Skip to main content

Add Nodes to the Swarm

Adding a node to an Apiary swarm requires one thing: connect the new node to the same storage backend as the existing nodes. There is no registration step, no token exchange, and no seed node configuration.

Add a Raspberry Pi

On the new Pi, install Apiary (see Install Apiary) and configure the same S3 credentials:

export AWS_ACCESS_KEY_ID=apiary
export AWS_SECRET_ACCESS_KEY=apiary123
export AWS_ENDPOINT_URL=http://minio-host:9000

Start the node with the same storage URI as the existing swarm:

from apiary import Apiary

ap = Apiary("production", storage="s3://apiary-data/prod")
ap.start()

# Verify it joined the swarm
swarm = ap.swarm_status()
print(f"Nodes alive: {swarm['alive']}")
for node in swarm['nodes']:
print(f" {node['node_id']}: {node['state']}")

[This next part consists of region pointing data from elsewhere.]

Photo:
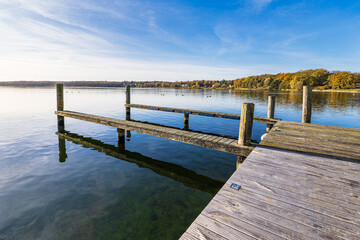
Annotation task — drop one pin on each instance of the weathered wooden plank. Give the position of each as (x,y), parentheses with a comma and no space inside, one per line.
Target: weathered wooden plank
(263,187)
(60,106)
(309,149)
(285,194)
(202,113)
(160,131)
(310,163)
(318,127)
(199,232)
(223,229)
(348,187)
(270,222)
(346,177)
(317,194)
(309,221)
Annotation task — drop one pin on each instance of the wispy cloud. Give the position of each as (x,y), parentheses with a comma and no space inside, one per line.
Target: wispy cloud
(138,40)
(258,5)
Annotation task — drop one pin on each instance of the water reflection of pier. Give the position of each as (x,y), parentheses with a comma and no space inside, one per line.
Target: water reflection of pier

The new node writes its first heartbeat within 5 seconds. Other nodes see it within 10 seconds (one heartbeat read cycle).

Add a Docker Container

Start a new container with the same environment variables:

docker run -d --name apiary-node-new \
--network apiary-network \
-e AWS_ACCESS_KEY_ID=apiary \
-e AWS_SECRET_ACCESS_KEY=apiary123 \
-e AWS_ENDPOINT_URL=http://minio:9000 \
-e APIARY_STORAGE=s3://apiary-data/prod \
apiary:latest

Or with Docker Compose, add a new service entry and run:

docker compose up -d

Add a Kubernetes Pod

Scale the existing deployment:

kubectl scale deployment apiary -n apiary --replicas=4

The new pod automatically joins the swarm through the shared S3 bucket configured in the deployment's environment variables.

Verify the New Node

From any connected client:

swarm = ap.swarm_status()
print(f"Total nodes alive: {swarm['alive']}")
print(f"Total bees: {swarm['total_bees']}")
for node in swarm['nodes']:
print(f" {node['node_id']}: {node['state']} ({node['cores']} cores, {node['memory_gb']:.1f} GB)")

Or via SQL:

# Queries now distribute across all available nodes automatically
result = ap.sql("SELECT region, COUNT(*) FROM warehouse.sales.orders GROUP BY region")

How Discovery Works

  1. The new node writes a heartbeat file to _heartbeats/node_{id}.json in shared storage
  2. Existing nodes read all heartbeat files during their next poll cycle (every 5 seconds)
  3. The new node appears as "alive" in the world view
  4. The query planner includes the new node in distributed query planning

No configuration changes are needed on existing nodes.